The following section provides an overview of a selection of existing M&E frameworks related to sustainable development, notably self-assessment frameworks and checklists (Table 2.2). The purpose of this overview is to draw insights into the development of an OECD evaluation framework for city-to-city partnerships to localise the SDGs. This section also identifies several gaps or missing parts and points out the need for a complementary M&E framework that allows cities to track the implementation of their city-to-city partnerships in a more comprehensive way.

The OECD Water Governance Indicator Framework is a self-assessment tool for dialogue on the performance of water governance systems. Its framework is intended to be used as a multi-stakeholder voluntary and self-assessment tool to engage in multi-stakeholder dialogues on the performance of water governance systems involving governments, public, private and non-profit sectors. It aims to support the implementation of the OECD Principles on Water Governance and assess the state of play of water governance policy frameworks, institutions and instruments. It consists of a traffic light system of 36 water governance indicators for the 12 dimensions of the OECD Principles on Water Governance (OECD, 2015[30]). Data are collected through multi-stakeholder workshops through a five-scale self-assessment and a “not applicable option”. The scale ranges from “in place, functioning” (5 points) if the water governance dimension is complete and relevant in all aspects, to “not in place” (1 point) if the governance dimension does not exist and there are no plans or actions taken for implementing it. Stakeholders are also invited to identify the expected trend for the next three years (improvement, stable situation, decrease). The indicators are complemented by a checklist containing more than 100 questions that underline that the implementation of each principle should not be limited to the 3 indicators per principle and requires a more in-depth reflection on additional governance conditions. The last step of the self-assessment process is the creation of an action plan, which should determine which collective actions can be taken over the short, medium and long terms to improve the different dimensions of the water governance system (OECD, 2018[11]). Recently, the indicator framework was complemented by a how-to Guide to Assess Water Governance, which contains a background section to understand the OECD principles and indicators on water governance and indicator framework and further explains the ten-step methodology used to implement and carry out a multi-stakeholder assessment of water governance (OECD, 2022[31]). It also provides a range of examples and lessons learnt from the implementation of past experiences using the methodology.

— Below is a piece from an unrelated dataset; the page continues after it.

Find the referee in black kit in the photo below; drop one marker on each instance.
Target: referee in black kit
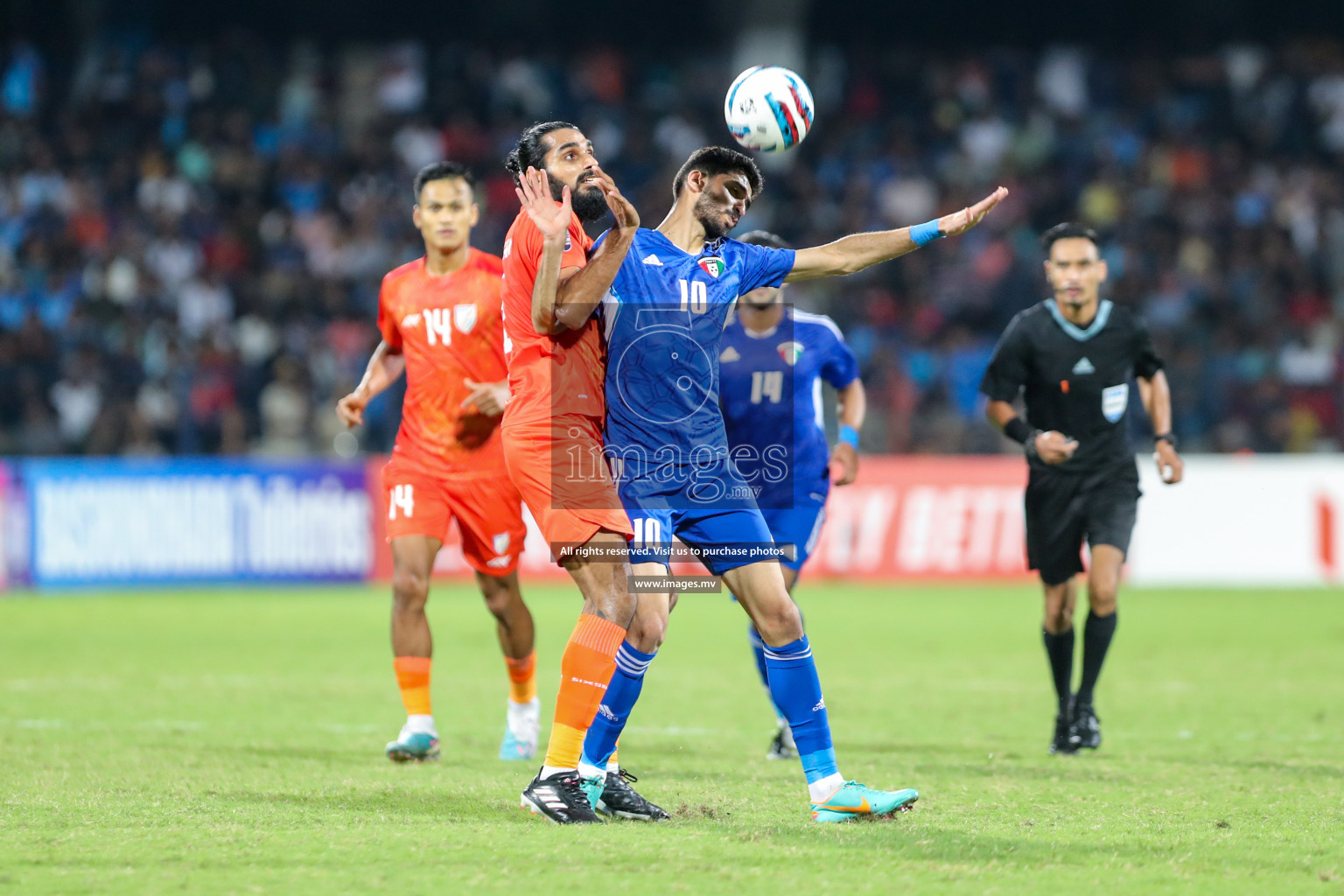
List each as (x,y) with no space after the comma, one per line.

The OECD Policy Coherence for Sustainable Development Toolkit aims to analyse, enhance and track progress on policy coherence in the implementation of the SDGs. The toolkit provides practical guidance, self-assessment checklists and good practice examples. Its objective is to guide policy makers in the analysis to improve the understanding of synergies and trade-offs among SDGs. It also aims to strengthen existing institutional mechanisms to support a more coherent and integrated implementation of the SDGs. Furthermore, it helps identify options for monitoring, assessing and reporting policy progress on policy coherence for sustainable development. The self-assessment tool provides policy makers and stakeholders with the option to review their institutional mechanisms, organisational structures and policy-making processes in comparison to internationally recognised good practices. As such, it is designed to stimulate dialogue by helping users identify strengths, gaps and weaknesses regarding their implementation of the SDGs. The self-assessment tool consists of 24 questions structured across 8 building blocks (political commitment; strategic long-term vision; policy integration; policy co-ordination; local and regional involvement; stakeholder engagement; policy and financing impacts; monitoring, reporting and evaluation). The rating scheme follows the same approach as the OECD Water Governance Indicator Framework and ranges from 5 (in place, functioning) to 1 (not in place) with an additional “not applicable” option. The self-assessment should ideally be conducted by the body responsible for co-ordinating the implementation of the SDGs, for example the lead governmental institution. To improve the representativeness of the results, it could be organised through a workshop involving different territorial stakeholders (OECD, 2016[12]).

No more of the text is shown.